3.      As instituições da União dispõem de um amplo poder de apreciação na organização dos respetivos serviços em função das missões que lhes são confiadas e, em atenção a estas, na afetação do pessoal à sua disposição, com a condição, no entanto, de que tal afetação, por um lado, se faça no interesse do serviço e, por outro, no respeito da equivalência de lugares. Tendo em conta o poder de apreciação das instituições na avaliação do interesse do serviço, a fiscalização do Tribunal da Função Pública quanto ao respeito do requisito relativo ao interesse do serviço deve limitar‑se à questão de saber se a Autoridade Habilitada a Celebrar Contratos de Recrutamento se manteve dentro de limites razoáveis e não utilizou o seu poder de apreciação de maneira manifestamente errada. A este respeito, as dificuldades relacionais internas, quando causam tensões prejudiciais ao bom funcionamento do serviço, podem justificar, no interesse do serviço, a transferência de um funcionário, com o objetivo de terminar com uma situação administrativa que se tornou insustentável. Além disso, a reafetação decidida no interesse do serviço não requer o consentimento do funcionário em causa.

Acresce que o objetivo das funções diplomáticas é prevenir qualquer tensão e atenuar as que, não obstante, possam ocorrer. Além disso, estas funções requerem imperativamente a confiança dos interlocutores. Assim, uma vez quebrada essa confiança, por qualquer razão, o funcionário implicado deixa de estar em posição de assegurar essas funções e, para que as acusações que lhe são feitas não se alarguem à totalidade do serviço em causa, é de boa administração que a instituição o afaste no prazo mais curto possível. Estas medidas são igualmente aplicáveis quando são constatados incumprimentos na gestão do serviço por parte do chefe de um serviço encarregue de missões diplomáticas, como chefe da delegação. Com efeito, não pode ser negado que esses incumprimentos, quando constatados, prejudicam o bom funcionamento da delegação.

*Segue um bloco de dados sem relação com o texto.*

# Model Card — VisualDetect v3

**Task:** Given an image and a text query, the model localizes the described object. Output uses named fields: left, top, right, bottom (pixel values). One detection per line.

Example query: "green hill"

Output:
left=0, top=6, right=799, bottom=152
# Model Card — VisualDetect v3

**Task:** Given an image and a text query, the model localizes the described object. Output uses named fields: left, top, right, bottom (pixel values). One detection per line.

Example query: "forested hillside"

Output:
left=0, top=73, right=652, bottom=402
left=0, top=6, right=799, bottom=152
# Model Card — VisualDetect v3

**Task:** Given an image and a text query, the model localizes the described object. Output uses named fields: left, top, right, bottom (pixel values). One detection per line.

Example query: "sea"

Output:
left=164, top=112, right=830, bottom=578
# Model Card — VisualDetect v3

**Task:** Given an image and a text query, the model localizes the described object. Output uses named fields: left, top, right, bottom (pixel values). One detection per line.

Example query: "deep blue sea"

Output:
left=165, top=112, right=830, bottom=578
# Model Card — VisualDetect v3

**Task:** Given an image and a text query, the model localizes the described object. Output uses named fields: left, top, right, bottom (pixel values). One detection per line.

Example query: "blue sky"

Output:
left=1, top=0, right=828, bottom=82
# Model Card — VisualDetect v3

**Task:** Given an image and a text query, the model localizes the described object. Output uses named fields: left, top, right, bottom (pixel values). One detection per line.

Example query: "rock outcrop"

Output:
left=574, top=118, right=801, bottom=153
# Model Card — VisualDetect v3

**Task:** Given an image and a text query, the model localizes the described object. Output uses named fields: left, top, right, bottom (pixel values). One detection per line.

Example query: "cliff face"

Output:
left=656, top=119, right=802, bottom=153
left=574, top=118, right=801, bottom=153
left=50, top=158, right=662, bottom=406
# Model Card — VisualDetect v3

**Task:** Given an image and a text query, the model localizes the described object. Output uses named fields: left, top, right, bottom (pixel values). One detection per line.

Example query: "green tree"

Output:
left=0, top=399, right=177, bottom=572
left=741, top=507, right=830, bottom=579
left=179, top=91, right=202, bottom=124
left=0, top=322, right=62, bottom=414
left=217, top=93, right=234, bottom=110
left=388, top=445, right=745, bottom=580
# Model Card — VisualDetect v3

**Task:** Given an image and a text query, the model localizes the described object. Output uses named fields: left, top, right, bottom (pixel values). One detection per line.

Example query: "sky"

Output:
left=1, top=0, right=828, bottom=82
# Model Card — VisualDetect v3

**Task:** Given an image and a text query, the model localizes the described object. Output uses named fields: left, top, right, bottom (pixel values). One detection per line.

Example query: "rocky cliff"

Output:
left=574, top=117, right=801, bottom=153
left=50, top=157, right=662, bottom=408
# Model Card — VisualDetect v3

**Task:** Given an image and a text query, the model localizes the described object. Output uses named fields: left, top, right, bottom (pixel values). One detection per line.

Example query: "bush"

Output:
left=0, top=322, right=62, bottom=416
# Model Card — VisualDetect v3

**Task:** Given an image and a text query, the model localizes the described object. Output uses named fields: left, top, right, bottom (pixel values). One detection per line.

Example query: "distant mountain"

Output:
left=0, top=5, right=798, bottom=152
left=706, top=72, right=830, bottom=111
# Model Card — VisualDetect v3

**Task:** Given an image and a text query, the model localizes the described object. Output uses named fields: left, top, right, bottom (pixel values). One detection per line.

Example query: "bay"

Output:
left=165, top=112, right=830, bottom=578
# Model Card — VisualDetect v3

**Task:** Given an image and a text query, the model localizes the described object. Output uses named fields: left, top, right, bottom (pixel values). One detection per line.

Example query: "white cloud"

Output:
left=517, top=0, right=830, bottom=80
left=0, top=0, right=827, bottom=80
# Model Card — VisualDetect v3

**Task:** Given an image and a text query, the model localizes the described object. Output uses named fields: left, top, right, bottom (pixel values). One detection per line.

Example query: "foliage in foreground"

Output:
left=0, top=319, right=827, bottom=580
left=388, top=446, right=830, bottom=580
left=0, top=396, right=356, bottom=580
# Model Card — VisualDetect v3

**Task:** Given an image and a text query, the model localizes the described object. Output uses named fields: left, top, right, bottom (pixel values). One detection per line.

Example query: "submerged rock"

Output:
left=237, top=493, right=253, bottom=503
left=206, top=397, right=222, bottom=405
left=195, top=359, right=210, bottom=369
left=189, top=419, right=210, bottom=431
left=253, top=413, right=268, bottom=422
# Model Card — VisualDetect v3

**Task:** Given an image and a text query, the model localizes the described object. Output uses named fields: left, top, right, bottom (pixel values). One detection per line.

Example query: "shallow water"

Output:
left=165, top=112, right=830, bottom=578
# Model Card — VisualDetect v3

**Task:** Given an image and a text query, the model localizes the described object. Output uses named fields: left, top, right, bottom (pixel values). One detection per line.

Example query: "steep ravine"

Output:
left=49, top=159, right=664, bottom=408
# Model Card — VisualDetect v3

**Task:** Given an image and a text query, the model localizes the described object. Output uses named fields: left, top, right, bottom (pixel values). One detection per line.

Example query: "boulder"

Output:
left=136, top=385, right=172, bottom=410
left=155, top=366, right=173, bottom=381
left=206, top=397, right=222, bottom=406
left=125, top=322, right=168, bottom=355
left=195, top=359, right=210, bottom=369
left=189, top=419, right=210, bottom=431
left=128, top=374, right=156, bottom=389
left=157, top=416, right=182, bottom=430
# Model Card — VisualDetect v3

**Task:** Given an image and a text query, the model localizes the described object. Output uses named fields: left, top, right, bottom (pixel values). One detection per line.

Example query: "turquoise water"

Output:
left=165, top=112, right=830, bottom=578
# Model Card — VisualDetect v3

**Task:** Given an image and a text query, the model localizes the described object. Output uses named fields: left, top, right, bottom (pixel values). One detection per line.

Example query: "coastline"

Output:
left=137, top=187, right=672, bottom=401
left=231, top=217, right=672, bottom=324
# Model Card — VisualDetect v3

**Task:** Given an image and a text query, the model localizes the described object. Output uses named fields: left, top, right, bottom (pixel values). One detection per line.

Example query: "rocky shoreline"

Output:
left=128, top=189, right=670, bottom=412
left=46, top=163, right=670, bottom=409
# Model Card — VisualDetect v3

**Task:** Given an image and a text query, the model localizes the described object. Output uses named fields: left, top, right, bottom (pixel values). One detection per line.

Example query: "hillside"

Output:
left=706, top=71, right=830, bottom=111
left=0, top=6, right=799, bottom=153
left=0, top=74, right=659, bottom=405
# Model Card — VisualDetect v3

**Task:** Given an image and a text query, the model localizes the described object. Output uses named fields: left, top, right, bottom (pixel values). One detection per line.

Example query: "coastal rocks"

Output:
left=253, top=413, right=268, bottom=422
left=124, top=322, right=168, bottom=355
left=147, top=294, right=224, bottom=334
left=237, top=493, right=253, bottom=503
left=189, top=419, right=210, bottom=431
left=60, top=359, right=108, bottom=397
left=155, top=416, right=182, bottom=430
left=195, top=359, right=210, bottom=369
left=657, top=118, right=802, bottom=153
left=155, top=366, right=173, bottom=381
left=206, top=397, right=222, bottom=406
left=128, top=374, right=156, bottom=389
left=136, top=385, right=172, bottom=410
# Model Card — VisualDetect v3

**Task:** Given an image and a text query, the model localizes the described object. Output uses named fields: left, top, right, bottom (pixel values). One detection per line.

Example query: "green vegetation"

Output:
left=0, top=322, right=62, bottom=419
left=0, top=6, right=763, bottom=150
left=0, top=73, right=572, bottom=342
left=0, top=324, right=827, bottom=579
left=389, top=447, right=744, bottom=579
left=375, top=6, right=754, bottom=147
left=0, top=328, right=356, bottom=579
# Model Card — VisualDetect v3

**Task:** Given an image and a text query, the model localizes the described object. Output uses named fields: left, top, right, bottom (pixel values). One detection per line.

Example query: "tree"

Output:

Por outro lado, quando o contrato de trabalho de um agente precisa as funções que lhe são atribuídas e o lugar de afetação, esta precisão não tem incidência na sujeição do contrato do referido agente às disposições do Regime Aplicável aos Outros Agentes. Assim, estando os agentes dos serviços diplomáticos nacionais contratados como agentes temporários ao abrigo do artigo 2.°, alínea e), do referido regime sujeitos a este regime, a possibilidade de serem reafetados está implícita no contrato de trabalho que assinaram com a instituição e, desde que os dois requisitos acima mencionados (reafetação no interesse do serviço e respeito pela equivalência de lugares) estejam preenchidos, essa reafetação não pode constituir uma violação do referido contrato.

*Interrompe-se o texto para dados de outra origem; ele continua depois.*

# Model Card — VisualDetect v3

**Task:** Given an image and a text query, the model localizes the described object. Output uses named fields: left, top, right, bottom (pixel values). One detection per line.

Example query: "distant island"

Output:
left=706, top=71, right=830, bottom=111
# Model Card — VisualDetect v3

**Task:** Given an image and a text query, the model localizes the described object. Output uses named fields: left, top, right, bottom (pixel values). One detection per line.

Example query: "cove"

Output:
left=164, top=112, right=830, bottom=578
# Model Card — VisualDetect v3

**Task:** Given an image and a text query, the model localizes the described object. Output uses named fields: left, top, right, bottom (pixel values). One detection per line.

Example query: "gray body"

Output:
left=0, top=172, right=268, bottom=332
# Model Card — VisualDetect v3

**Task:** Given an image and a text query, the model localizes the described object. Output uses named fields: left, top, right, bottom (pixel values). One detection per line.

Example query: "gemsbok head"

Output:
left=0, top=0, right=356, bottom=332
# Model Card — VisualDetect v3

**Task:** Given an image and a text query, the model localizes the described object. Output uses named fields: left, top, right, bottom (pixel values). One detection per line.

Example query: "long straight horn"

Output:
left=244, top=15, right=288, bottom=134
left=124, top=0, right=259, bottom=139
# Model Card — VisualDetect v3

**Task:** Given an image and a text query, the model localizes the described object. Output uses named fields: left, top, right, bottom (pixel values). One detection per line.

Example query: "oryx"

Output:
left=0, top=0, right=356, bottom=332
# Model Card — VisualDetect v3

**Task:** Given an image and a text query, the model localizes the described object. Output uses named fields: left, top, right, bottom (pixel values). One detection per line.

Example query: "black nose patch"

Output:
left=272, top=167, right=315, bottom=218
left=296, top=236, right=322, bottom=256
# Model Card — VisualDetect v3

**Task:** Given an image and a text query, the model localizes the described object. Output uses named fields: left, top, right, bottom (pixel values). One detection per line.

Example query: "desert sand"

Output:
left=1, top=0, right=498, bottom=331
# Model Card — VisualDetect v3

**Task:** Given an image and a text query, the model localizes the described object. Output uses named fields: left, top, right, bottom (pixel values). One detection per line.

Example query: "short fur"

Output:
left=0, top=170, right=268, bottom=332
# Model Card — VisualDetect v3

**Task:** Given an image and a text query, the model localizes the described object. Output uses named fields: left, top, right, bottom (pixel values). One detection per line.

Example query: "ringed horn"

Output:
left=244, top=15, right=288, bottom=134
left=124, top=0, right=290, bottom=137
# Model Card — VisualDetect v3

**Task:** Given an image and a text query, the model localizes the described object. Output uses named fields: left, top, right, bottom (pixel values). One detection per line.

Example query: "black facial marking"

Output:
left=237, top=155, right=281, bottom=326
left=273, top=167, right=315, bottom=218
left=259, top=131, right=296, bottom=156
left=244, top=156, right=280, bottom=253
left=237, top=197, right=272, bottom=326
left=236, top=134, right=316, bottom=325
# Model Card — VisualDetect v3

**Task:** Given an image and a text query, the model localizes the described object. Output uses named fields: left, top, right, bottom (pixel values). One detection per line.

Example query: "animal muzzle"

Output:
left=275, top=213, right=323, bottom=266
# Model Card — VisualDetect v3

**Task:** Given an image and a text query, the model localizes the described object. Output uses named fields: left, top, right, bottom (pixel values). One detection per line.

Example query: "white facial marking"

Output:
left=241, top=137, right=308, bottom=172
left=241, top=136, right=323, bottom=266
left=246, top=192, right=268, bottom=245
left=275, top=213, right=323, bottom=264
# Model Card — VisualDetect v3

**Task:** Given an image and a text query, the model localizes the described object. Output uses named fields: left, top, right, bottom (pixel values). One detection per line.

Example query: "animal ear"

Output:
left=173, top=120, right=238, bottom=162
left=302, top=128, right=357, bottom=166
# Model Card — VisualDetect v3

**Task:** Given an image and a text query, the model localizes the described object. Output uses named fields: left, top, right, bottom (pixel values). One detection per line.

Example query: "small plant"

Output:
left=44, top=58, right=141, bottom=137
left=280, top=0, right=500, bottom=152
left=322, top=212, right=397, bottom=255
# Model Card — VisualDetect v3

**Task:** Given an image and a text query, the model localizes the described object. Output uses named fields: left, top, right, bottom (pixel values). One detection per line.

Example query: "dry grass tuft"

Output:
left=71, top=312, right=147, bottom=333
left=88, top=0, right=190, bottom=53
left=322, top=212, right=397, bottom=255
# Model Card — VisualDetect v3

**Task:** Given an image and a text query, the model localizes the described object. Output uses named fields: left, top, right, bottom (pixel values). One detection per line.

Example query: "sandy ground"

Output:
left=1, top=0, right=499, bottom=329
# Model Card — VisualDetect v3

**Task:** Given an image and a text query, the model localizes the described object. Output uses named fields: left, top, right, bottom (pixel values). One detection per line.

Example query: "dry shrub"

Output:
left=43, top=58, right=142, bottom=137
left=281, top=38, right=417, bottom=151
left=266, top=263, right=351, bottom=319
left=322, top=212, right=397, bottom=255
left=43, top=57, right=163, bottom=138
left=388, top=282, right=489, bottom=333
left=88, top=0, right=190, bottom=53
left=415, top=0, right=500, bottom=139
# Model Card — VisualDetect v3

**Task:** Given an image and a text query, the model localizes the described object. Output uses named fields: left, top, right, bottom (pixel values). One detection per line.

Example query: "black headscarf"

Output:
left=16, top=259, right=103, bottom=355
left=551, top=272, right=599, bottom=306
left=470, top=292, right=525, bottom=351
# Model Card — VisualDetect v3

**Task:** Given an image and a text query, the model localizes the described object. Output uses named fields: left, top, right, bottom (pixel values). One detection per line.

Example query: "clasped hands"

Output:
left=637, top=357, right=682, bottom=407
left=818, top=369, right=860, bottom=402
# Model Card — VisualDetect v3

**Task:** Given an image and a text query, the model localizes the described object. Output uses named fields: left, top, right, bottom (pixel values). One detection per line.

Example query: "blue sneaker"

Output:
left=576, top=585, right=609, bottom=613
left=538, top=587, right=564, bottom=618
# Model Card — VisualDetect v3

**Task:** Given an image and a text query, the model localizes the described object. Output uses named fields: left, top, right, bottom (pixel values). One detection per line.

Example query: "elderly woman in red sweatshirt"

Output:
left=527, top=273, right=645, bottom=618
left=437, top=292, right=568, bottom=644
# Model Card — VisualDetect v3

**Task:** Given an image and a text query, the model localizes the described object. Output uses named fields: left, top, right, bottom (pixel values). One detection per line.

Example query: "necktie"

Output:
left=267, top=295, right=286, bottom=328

(cf. n.os 59, 61 a 64, 96 e 97)

Ver:

Tribunal de Justiça: acórdãos Hecq/Comissão, C‑116/88 e C‑149/88, EU:C:1990:98, n.° 22, e Ojha/Comissão, C‑294/95 P, EU:C:1996:434, n.os 41 e 42

Tribunal de Primeira Instância: acórdão Dejaiffe/IHMI, T‑223/99, EU:T:2000:292, n.° 53

Tribunal da Função Pública: acórdão de Albuquerque/Comissão, F‑55/06, EU:F:2007:15, n.° 55, e jurisprudência referida, e Plasa/Comissão, F‑52/08, EU:F:2009:54, n.° 77

4.      Resulta do artigo 221.° TFUE e do artigo 5.° da Decisão 2010/427 do Conselho, que estabelece a organização e o funcionamento do Serviço Europeu para a Ação Externa (SEAE), que as delegações asseguram a representação diplomática da União nos termos da Convenção de Viena sobre Relações Diplomáticas, de 18 de abril de 1961.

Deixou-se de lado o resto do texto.